Cette question de l'archéologie expérimentale, bien que très spécifique, invite à s'interroger sur la place des expérimentations au sein de l'histoire vivante. Elles sont à la frontière entre recherche, savoir et savoir-faire. En effet, elles ne peuvent être réalisées qu'en lien avec des connaissances acquises au préalable et dans l'objectif de présenter des informations. Ces expérimentations peuvent prendre des formes variées : retrouver un geste martial (c'est le cas dans les ateliers de travail tels qu'ils peuvent être mis en place au sein des AMHE) ; ou expérimenter du matériel, par exemple, lors des randonnées en costume (Ost en marche,

Ost alsacien, Est en marche).
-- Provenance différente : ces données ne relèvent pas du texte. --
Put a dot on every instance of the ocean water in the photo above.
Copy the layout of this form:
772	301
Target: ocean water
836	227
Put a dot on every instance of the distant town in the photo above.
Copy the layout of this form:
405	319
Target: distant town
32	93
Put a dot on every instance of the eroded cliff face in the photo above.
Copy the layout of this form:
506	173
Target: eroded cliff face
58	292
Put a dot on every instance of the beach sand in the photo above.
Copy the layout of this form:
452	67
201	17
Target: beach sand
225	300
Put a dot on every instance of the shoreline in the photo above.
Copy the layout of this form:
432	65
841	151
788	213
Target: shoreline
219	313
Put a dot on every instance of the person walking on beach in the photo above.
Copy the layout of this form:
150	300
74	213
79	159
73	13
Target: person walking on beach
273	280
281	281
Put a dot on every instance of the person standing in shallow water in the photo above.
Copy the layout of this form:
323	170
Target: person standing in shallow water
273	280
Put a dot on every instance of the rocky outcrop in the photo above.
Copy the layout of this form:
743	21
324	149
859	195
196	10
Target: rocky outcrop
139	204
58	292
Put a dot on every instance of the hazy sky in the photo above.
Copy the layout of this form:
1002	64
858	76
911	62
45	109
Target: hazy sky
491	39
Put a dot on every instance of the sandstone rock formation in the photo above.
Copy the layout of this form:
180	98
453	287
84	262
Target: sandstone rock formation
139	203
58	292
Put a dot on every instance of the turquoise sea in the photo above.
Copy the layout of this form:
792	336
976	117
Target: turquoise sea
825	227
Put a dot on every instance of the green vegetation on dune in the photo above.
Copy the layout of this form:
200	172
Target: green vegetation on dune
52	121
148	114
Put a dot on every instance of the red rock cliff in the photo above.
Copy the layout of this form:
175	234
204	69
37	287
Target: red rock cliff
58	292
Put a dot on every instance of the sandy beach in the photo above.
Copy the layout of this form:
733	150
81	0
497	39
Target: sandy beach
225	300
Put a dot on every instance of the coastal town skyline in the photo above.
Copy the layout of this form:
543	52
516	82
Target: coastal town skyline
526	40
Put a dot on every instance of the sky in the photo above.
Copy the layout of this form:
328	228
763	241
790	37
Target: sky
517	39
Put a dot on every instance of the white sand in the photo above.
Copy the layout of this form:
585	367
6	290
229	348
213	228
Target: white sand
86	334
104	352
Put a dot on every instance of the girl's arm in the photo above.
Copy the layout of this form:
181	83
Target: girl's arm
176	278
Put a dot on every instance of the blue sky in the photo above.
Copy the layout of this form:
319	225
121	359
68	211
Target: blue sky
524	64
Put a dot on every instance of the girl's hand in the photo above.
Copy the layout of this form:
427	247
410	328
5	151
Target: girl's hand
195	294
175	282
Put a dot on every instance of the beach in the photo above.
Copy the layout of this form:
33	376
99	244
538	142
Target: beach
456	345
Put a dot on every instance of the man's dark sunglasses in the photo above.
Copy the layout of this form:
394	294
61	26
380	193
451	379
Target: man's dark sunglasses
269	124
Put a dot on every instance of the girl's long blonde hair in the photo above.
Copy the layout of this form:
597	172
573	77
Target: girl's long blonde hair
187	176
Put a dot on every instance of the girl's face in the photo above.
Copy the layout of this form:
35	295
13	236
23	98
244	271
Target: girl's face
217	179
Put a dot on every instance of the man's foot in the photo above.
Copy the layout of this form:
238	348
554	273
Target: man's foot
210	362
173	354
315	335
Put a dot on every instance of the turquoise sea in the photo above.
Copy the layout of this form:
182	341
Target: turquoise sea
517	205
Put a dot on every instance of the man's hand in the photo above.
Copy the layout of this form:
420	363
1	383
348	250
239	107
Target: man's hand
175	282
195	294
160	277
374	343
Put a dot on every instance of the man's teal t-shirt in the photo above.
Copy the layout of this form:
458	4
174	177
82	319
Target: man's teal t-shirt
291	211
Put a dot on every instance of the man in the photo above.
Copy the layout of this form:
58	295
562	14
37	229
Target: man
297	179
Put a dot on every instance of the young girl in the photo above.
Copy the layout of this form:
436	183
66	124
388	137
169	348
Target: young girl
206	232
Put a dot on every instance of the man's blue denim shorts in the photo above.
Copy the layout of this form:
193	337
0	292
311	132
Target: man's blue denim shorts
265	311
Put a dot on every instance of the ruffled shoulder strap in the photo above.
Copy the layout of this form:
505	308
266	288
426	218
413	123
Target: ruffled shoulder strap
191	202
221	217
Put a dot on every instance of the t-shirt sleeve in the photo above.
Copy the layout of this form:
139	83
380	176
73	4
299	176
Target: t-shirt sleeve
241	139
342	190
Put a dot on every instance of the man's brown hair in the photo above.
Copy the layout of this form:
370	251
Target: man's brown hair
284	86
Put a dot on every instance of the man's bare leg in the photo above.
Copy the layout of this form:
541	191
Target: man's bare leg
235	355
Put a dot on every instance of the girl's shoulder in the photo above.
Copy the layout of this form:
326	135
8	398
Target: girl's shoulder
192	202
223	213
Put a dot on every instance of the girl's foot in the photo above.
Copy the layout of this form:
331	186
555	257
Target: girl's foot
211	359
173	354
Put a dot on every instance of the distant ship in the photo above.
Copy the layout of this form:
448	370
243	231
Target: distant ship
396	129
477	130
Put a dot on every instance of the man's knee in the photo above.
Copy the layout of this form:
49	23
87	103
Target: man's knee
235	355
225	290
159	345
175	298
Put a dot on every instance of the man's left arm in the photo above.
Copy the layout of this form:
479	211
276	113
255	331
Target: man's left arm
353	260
Le but de ces sorties est de tester son matériel ainsi que

d'autres paramètres comme la fatigue ou encore la vitesse de déplacement (les chaussures formant souvent un point de discussions), en situation de marche. D'autres manifestations de type Archers versus piétons ont un but similaire, qui sera de mettre en pratique des connaissances théoriques, comme« vérifier les possibilités de manœuvre des piétons dans de telles conditions » ou encore « connaître les possibilités réelles d’une troupe d’archers en situation de combats ». Les reconstitutions de batailles peuvent aussi, pour partie, entrer

dans ce cadre d'étude, les proportions entre les camps en présence tendant à être les plus proches possibles des données fournies par l'Histoire. Généralement, ces différents

rassemblements font ensuite l'objet de discussions avec d'autres pratiquants par le biais des forums. Ils ne sont pas souvent vécus comme des expérimentations en tant que telles, mais d'abord comme des manifestations agréables, où le fait de tester du matériel prend un intérêt particulier. Tout se passe comme si l'expérimentation apparaissait comme une occasion supplémentaire de profiter de l'événement. Il est effectif que les différents « tests » mis en place font rarement concurrence aux travaux de l'archéologie expérimentale, les champs d'études étant éloignés, d'autant plus que ces expérimentations réalisées dans le cadre de l'histoire vivante, bien qu'elles se répètent (les manifestations ayant souvent lieu tous les ans), ne le font pas de manière identique. Parler d'expérimentations scientifiques semble donc excessif.

Ainsi, les recherches effectuées par les pratiquants sont multiples et apportent des connaissances supplémentaires pour la mise en place de l'activité. Il est important de prendre en compte, en plus des savoirs acquis, les savoir-faire qui forment tout autant une caractéristique propre de l'histoire vivante.